Scale makes inspection critical
Ekoten’s production base includes jet and pad dyeing, digital printing, 11 stenters and a broad finishing line. Its in-house colour laboratory can process up to 700 lab dips per day, while the company develops around 250 new fabric designs each month. At this level of product variety, manual inspection alone becomes difficult to scale because defect patterns, fabric constructions and colour requirements change rapidly.
From defect detection to prevention
The company began researching AI-based knitting defect prevention in 2019 and installed real-time inspection systems on 29 knitting machines. A one-year assessment in 2025 showed that the system prevented 2,454 hours of defective production, avoided 32,100 kg of faulty fabric, saved nearly 289,000 kWh of electricity and cut CO₂ emissions by 71,936 kg.

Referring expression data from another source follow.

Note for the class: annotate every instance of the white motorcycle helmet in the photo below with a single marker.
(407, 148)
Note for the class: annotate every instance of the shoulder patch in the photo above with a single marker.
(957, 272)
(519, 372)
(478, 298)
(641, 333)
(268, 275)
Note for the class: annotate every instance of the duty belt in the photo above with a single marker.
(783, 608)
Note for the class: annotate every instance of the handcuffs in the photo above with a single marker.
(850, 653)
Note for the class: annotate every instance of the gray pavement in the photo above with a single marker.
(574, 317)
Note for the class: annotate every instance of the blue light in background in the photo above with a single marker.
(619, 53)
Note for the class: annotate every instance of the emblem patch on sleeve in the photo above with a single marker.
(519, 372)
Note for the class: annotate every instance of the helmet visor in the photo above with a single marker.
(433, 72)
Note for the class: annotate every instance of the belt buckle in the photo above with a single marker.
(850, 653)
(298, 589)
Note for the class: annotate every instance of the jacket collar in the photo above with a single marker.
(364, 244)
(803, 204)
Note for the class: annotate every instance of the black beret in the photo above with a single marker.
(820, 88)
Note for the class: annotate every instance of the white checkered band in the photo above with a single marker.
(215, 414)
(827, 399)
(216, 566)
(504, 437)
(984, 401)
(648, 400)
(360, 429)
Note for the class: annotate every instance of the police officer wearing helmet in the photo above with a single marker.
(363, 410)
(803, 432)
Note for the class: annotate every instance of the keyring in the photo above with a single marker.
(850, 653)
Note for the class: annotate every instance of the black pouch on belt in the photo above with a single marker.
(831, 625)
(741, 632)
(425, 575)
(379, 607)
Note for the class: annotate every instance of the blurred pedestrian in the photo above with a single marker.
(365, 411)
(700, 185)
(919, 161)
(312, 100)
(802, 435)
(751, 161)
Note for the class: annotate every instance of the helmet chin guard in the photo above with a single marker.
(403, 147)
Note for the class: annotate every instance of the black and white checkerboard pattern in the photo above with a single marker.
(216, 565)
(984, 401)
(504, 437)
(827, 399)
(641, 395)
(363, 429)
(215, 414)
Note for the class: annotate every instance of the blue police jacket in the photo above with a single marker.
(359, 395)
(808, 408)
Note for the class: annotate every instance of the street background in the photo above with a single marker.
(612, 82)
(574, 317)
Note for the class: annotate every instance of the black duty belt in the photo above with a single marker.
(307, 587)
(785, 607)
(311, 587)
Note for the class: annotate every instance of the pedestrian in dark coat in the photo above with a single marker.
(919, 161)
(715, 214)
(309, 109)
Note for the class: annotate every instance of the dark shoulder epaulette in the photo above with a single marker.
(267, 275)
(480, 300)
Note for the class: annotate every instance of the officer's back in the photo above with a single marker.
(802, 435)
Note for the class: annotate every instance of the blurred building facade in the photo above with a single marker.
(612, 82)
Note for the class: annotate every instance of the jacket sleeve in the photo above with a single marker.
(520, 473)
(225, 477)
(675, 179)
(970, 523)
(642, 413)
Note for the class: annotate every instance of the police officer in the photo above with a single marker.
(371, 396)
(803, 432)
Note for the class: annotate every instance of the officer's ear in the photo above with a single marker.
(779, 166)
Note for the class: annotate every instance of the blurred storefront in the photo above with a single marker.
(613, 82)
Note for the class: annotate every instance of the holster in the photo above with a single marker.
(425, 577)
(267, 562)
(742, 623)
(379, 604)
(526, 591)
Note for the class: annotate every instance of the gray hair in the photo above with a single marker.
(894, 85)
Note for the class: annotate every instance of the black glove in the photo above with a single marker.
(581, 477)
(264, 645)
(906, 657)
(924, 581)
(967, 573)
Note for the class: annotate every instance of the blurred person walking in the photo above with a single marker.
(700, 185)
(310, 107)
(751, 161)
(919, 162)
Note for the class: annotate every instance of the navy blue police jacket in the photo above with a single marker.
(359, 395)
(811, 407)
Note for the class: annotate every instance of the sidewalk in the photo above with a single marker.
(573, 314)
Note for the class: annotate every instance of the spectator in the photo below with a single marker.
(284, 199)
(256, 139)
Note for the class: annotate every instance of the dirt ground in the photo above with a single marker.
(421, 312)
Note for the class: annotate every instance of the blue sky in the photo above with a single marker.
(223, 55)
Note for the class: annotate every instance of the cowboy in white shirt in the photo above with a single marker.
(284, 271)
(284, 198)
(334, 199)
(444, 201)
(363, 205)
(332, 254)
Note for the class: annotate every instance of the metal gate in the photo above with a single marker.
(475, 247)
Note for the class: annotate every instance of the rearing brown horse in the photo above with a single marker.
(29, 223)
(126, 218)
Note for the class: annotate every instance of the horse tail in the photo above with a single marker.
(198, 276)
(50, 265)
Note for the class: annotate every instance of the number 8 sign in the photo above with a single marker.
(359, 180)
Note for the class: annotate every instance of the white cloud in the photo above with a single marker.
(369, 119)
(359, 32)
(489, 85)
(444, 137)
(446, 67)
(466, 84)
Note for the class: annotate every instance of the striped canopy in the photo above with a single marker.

Ekoten has since extended AI quality control into dyeing and finishing. After studying inspection points for six months, the company moved monitoring to the stenter exit, allowing simultaneous detection of surface faults and dyeing inconsistencies. The system combines AI cameras, real-time monitoring software, automated reporting and in-line spectrophotometer-based colour measurement. Defects are classified, mapped by precise coordinates and reported instantly.
Faster inspection, less variation
Compared with manual inspection, Ekoten’s AI system has increased inspection speed from 8–15 metres per minute to 30–50 metres per minute, with reported accuracy of 95%. Productivity has risen to as much as 2,500 metres per hour, while operator variability and training time for new fabrics have been reduced.
The wider lesson for knitters is clear: AI inspection is becoming an operational tool, not a showroom technology. The next frontier will be integrating defect data with machine settings, maintenance planning and customer quality feedback to prevent faults before fabric is produced.